COLORADO SPRINGS — Let's face it, forest fires grab our attention. They burn thousands of acres, create large billows of smoke, and can last for months.
But this week, grass fires are stealing our attention with their surge in frequency. A wildfire north of Woodland Park prompted evacuations on Thursday. Over 600 acres of one rancher's property burned in the Bent's Old Fort fire and a volunteer firefighter lost his home in the Fort Lyon fire this week. A home burned down in a wildfire in El Paso county Sunday. And an animal shelter was evacuated during a fast-moving wildfire in Pueblo over the weekend.
Research published in 2018 by the National Fire Protection Association (NFPA) found that in the western U.S. local fire departments are responding to wildfires year-round.
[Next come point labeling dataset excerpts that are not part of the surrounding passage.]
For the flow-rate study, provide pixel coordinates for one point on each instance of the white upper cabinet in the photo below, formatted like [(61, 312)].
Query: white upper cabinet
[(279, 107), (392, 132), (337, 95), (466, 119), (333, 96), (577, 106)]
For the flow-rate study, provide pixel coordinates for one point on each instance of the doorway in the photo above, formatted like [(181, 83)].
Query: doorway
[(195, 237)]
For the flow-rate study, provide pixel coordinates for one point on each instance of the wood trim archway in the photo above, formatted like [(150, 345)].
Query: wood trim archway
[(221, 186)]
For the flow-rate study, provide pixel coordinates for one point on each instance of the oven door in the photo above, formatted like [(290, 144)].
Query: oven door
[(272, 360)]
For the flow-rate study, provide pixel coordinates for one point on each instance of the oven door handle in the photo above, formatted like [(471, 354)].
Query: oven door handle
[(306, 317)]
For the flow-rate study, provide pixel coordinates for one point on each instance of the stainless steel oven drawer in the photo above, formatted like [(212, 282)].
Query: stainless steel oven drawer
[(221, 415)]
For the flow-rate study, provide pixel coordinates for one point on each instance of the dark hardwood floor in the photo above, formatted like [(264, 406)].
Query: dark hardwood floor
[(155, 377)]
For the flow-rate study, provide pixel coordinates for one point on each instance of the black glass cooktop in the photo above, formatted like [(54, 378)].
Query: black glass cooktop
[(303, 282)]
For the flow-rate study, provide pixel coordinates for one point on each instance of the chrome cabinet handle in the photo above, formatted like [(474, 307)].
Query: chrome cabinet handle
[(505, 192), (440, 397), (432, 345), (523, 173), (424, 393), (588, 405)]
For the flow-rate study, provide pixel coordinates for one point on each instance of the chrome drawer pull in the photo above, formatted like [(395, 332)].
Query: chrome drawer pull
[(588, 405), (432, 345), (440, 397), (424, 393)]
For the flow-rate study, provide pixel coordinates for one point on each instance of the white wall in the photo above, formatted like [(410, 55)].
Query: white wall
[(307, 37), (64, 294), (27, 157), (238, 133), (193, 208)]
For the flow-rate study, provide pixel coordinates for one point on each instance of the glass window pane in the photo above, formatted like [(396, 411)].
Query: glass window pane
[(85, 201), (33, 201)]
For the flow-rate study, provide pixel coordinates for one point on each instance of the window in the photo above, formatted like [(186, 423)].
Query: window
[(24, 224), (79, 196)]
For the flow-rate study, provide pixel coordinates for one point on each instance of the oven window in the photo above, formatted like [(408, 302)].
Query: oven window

The NFPA found that 75% of their fire response is grass and brush fires. This data does not include federal wildfire response, which accounts for the majority of forest fires. But, what it does indicate is wildfire threats to municipalities and cities are predominately grass and brush fires.
Types of Wildfires
Grass and brush fires consist of quick-drying, flashy fuels. Forest fires are slow drying, long burning fuels.
Grass and brush fires usually last hours or days and they will happen any time of year. Forest fires have a general seasonality to them. During the winter and early spring, the snowpack keeps fires at bay. After spring snow melt, forests will gradually dry through the summer and fall. Forest fires can burn for weeks or months.
Bottom line, it is always a good idea to educate yourself on your home's wildfire risk. Both Colorado Springs and the state of Colorado have created interactive maps to determine your wildfire risk.